Relapse Prevention Plan
Part of the rehabilitation process is to develop an effective relapse prevention plan. Typically a treatment program is 2-6 months. Some programs are only 30-days. To keep a person clean and sober from an often relapsing condition, a prevention plan must be put into place to help them manage craving and stress. Relapse prevention can involve additional clinical programs, supportive housing, and a form of continued spiritual or supportive development.
Clinical Programs -
Following inpatient care, it is common to continue treatments through outpatient programs or IOP (Intensive Outpatient Program), and with independent and family counseling. Outpatient treatments can vary in their intensities. IOP's do stick to a more intensive daily program. Other outpatient efforts may just be a few hours each week. Drug monitoring and testing is another effective relapse prevention tool. It requires the individual in recovery to take regular tests, holding them responsible to their outcome.
Supportive Housing -
For some, getting back home and back to life may not be the best situation for recovery initially. It is better for these individuals to transition back into daily life through a sober living home or halfway house first. Sober houses vary, but provide a supportive place for those in recovery. They can involve different levels of outpatient care, support groups, 12-step help and drug monitoring.

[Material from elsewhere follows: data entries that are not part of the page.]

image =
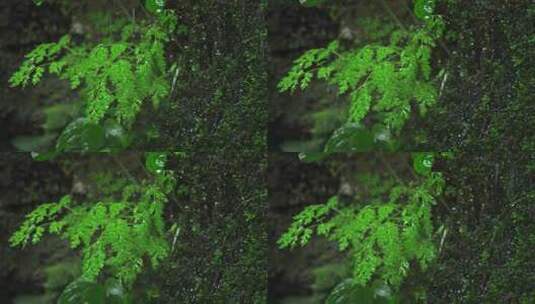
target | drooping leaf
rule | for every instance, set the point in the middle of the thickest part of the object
(423, 162)
(155, 162)
(424, 8)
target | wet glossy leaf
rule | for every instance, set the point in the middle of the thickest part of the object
(154, 6)
(155, 162)
(423, 162)
(424, 8)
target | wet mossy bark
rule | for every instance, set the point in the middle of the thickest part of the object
(488, 117)
(217, 115)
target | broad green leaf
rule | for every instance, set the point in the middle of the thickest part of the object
(155, 162)
(154, 6)
(423, 162)
(424, 8)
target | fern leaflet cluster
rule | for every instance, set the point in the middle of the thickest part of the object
(383, 236)
(120, 233)
(116, 75)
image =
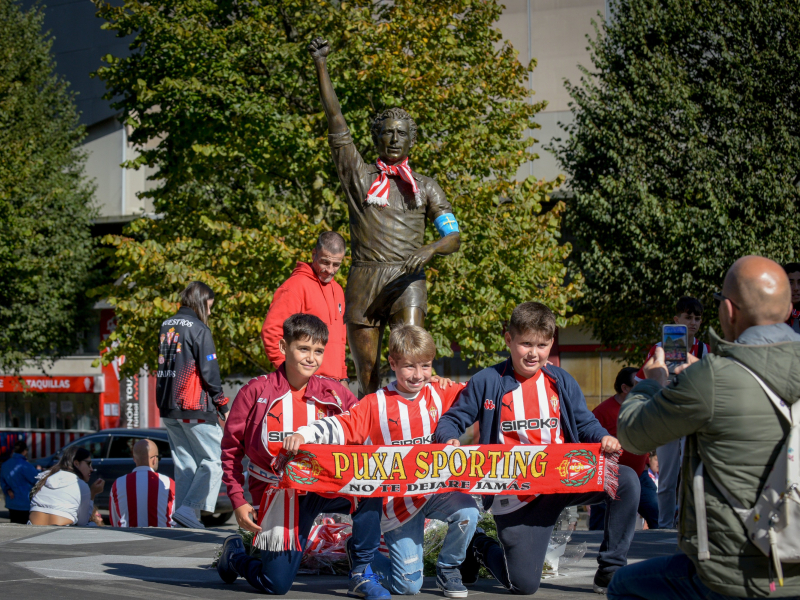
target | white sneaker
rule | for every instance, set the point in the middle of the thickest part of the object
(186, 517)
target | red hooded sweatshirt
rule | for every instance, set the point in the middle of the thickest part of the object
(303, 292)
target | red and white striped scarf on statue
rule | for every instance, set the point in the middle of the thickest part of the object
(378, 193)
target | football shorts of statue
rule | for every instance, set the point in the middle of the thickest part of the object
(376, 291)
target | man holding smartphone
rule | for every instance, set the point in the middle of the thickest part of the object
(689, 312)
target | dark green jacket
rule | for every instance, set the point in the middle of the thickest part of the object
(729, 423)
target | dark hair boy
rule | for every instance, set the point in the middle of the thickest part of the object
(526, 384)
(267, 410)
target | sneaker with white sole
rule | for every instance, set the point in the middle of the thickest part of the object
(601, 582)
(449, 581)
(186, 517)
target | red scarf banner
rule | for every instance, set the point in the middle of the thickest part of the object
(436, 468)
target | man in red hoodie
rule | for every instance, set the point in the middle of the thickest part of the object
(312, 290)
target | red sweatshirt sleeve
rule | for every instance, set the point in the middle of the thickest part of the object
(233, 445)
(286, 302)
(344, 353)
(450, 395)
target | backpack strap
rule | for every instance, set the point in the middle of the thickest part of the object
(698, 487)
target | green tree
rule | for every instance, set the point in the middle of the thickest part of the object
(684, 155)
(46, 247)
(223, 97)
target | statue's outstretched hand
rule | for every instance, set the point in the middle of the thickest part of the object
(319, 48)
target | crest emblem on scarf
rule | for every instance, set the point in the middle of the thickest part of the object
(304, 468)
(577, 468)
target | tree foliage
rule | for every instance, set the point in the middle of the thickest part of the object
(223, 97)
(46, 247)
(683, 156)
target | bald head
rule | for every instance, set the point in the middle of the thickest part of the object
(143, 450)
(759, 290)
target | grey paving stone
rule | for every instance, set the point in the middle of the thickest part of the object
(88, 563)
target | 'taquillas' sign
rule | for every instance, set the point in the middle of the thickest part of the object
(35, 383)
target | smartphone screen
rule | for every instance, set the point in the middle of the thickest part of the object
(675, 342)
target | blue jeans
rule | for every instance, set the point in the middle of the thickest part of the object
(525, 534)
(196, 454)
(402, 571)
(274, 572)
(665, 578)
(648, 506)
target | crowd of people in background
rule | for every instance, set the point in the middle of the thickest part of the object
(693, 438)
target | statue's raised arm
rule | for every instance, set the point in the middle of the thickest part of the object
(319, 50)
(389, 206)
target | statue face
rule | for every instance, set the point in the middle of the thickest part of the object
(393, 142)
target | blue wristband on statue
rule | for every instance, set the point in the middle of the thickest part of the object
(446, 224)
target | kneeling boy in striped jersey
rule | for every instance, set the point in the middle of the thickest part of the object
(406, 412)
(526, 400)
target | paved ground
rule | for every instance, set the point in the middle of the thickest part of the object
(97, 563)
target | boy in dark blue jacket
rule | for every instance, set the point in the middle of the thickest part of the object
(525, 400)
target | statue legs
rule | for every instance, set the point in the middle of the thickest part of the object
(366, 343)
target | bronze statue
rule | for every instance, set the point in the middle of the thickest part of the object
(388, 206)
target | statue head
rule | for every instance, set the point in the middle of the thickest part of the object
(393, 133)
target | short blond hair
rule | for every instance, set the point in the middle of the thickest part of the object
(411, 341)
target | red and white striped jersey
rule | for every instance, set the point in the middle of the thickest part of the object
(387, 418)
(640, 376)
(142, 498)
(529, 414)
(286, 414)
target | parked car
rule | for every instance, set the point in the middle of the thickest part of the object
(112, 457)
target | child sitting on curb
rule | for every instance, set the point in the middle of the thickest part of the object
(266, 411)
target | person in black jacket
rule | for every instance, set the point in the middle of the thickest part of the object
(192, 404)
(526, 400)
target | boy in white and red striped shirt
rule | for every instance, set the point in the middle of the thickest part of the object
(406, 412)
(143, 498)
(525, 400)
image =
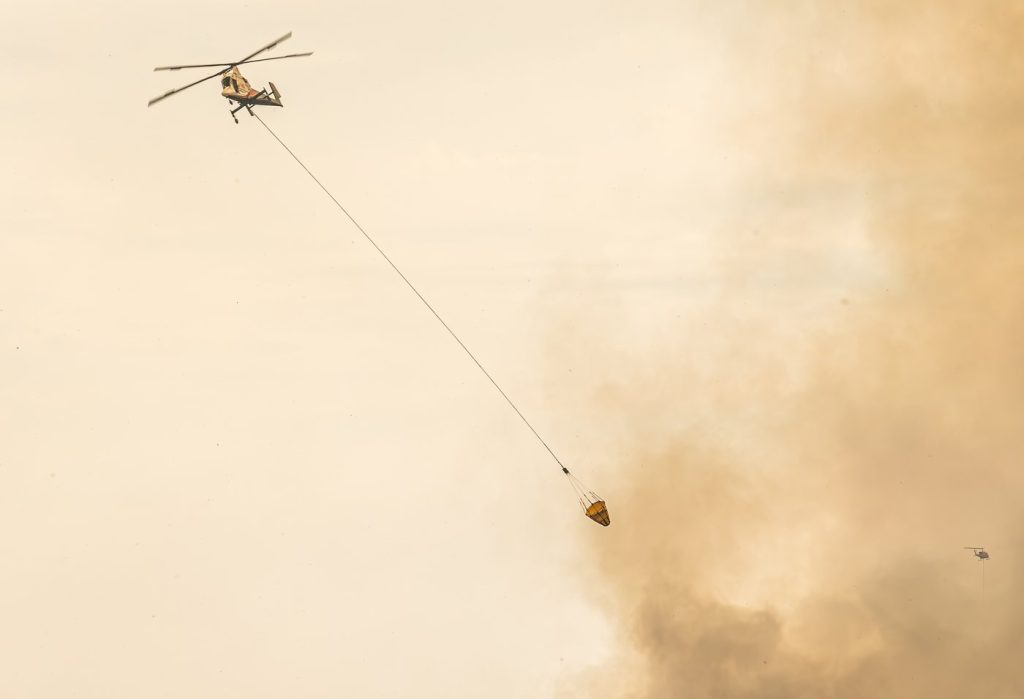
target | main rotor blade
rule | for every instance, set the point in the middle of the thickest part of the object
(290, 55)
(178, 68)
(265, 48)
(170, 92)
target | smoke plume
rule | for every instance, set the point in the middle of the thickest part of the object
(792, 520)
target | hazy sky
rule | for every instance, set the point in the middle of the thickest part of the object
(753, 269)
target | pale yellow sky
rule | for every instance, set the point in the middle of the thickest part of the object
(239, 459)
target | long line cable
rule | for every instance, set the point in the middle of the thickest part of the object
(415, 291)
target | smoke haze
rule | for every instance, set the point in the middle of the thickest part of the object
(803, 473)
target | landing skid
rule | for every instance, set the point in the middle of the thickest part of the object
(246, 106)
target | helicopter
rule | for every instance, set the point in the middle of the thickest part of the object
(979, 552)
(235, 87)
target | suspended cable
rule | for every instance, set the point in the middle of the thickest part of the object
(420, 296)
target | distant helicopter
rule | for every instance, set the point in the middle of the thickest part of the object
(979, 552)
(236, 88)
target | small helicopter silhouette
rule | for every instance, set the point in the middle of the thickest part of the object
(979, 552)
(236, 88)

Support Groups (Spiritual Development)
Drug addiction is destructive. One area that it most impacts is self-esteem and spiritual wellbeing. Part of the treatment and recovery process is to help rebuild that spiritual side of a person. For most, this will involve support groups like A.A. or N.A., but there are also other programs to help develop spiritual recovery over drug addiction. Some of this begins in rehab, the foundation is laid. After treatment, it is continued through the programs that best suits the individual. There is strength and support found through going to 12-step meetings. But individuals can also find healing for their spiritual wellbeing by being involved with a religious affiliation or through other holistic means.